Daniel Ostling’s set, a construction of simple planks, doors, and traps when viewed without some evocative and time-establishing props upon it, takes you a myriad of locations and atmospheres, from Alpine climes to Georgian England and the North Pole.
William C. Kirkham’s flawless, collaborative lighting sets moods, allows for shadows, establishes locale, and adds to Catlin’s knack of knowing when that bare, grisly arm should emerge from the ground, when a child should be caught skipping across a meadow, or the Creature should emerge from an unexpected place.
Sully Ratke’s costume design and Rick Sims’ sound design and attendant score are equally felicitous. This “Mary Shelley’s Frankenstein” is about as complete an example of theater art as you will find anywhere and impresses by sticking to theatrical and storytelling basics while soaring to heights of intellect and shrewd artistic composition.

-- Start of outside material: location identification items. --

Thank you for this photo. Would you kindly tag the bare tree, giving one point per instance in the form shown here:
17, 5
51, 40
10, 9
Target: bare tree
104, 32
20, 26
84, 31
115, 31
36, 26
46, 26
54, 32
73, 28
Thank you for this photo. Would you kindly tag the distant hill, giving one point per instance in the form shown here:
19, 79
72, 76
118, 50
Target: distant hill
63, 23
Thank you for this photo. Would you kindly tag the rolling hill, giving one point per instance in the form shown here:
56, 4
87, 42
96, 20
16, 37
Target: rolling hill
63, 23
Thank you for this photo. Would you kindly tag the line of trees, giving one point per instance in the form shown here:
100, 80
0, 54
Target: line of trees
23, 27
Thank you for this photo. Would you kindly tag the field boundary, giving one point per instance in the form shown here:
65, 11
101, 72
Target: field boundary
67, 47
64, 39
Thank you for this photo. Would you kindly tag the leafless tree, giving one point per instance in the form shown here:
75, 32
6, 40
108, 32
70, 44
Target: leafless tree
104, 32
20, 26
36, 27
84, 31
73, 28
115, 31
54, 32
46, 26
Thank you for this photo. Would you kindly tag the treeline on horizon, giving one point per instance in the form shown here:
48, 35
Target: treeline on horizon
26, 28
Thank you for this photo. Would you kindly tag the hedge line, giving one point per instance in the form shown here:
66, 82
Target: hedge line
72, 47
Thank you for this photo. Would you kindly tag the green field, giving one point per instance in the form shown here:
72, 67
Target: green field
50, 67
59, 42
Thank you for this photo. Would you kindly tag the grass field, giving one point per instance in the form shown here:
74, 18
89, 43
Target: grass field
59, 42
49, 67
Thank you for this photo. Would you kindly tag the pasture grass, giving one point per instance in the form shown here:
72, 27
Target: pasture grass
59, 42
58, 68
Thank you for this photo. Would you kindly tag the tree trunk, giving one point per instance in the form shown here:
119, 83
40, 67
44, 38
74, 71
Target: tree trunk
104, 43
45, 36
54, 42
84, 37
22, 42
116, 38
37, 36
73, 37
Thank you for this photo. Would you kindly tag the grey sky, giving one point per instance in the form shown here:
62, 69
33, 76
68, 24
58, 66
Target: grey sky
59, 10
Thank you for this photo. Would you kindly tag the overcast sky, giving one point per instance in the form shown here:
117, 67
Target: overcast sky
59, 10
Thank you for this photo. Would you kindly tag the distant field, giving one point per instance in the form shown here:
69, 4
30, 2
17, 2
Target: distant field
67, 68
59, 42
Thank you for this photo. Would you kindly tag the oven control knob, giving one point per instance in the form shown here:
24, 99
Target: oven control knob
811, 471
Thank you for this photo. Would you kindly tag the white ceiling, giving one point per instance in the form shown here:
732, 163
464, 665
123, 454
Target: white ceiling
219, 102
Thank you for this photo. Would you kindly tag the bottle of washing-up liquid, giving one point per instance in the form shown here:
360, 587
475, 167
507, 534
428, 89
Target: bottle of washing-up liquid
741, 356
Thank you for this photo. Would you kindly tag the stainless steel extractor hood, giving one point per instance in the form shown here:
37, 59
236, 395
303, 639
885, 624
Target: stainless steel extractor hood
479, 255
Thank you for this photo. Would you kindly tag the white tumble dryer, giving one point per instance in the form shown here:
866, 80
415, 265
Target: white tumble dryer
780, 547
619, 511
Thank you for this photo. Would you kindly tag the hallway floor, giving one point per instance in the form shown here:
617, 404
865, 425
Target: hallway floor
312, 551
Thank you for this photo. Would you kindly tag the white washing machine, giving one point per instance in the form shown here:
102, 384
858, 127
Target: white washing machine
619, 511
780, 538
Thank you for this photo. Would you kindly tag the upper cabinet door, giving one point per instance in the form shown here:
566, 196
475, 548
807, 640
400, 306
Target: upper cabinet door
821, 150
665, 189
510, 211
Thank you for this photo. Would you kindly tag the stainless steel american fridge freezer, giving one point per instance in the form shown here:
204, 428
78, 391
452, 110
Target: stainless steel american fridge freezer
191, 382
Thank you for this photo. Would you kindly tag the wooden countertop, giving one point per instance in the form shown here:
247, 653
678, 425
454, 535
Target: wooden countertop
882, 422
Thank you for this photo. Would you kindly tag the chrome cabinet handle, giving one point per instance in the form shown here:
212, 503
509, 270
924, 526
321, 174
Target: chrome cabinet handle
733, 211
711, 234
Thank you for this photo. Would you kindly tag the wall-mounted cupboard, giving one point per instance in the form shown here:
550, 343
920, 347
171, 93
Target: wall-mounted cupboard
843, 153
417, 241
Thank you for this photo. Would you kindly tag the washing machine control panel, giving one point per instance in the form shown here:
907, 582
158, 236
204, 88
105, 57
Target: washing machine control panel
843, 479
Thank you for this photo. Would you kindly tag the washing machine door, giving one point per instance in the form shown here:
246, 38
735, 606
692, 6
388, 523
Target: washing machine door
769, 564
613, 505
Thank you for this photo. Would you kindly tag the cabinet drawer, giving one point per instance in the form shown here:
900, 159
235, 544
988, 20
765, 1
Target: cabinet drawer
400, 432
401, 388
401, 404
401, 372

The brilliance includes the acting. The cast purrs in classical tones that are musical and mirror the vaulted feel of Catlin’s production while seeming natural and establishing their several characters.
Each actor plays at least two parts, most from Shelley’s story, but also from the occasion in which Shelley composes her tale, that night in Switzerland when young literary lights compete to terrify each other. Their parts are listed as being Mary Shelley, Percy Shelley, Lord Byron, Dr. John Polidori, and Claire Clairmont, Mary’s stepsister who is pregnant with Byron’s child, but they are most splendid and effective in their “Frankenstein” roles.
Cordelia Dewdney is heartbreaking, conveying sincerity and longing as Elizabeth Lavenza, who has sisterly and romantic affection for Victor Frankenstein. Dewdney both charms and elicits sympathy as a loved one as neglected by Victor as his Creature is. As Mary Shelley, she is a match for Percy (Walter Briggs) and Byron (Keith D. Gallagher), who don’t believe a woman and an unrecognized writer can vie with them regarding creativity and ability to chill. Dewdney is also supple and telling in scenes that involve circus skills.
Briggs provides an expansive, heroic performance that captures Victor Frankenstein’s torment, confusion, and tragedy. Watching him and Dewdney build and present their characters is as exciting as any part of Catlin’s production.
So is Gallagher’s work as a Creature that evokes pity and terror as he negotiates his way through the world and deftly delivers lofty, plaintive speeches. He is also quite playful as Lord Byron.
Amanda Raquel Martinez enlivens her roles and exhibits gorgeous musical tones as she plays Frankenstein’s doomed mother heading to her grave. Debo Balogun is wittily offhand as Polidori and the perfect companion to Frankenstein as both a lifelong friend and the sea captain who rescues him.
Though depicting the real-life literary figures creates a firm framework for Catlin’s script, their appearance between scenes from Mary’s story sometimes jars as an interruption, even as those sequences establish Mary as a woman who is asserting and creating herself, separate from a relationship and artistic subordination to Percy.
Catlin’s achievement is great and perhaps most gratifying in its smart and sure handed use of theater. “Mary Shelley’s Frankenstein” is a tribute to taste and sensibility — one that uses theatrical crafts wisely.
Mary Shelley’s Frankenstein, McCarter Theatre, 91 University Place, Princeton. Through Sunday, November 3. $25 to $110. 609-258-2787 or www.mccarter.org.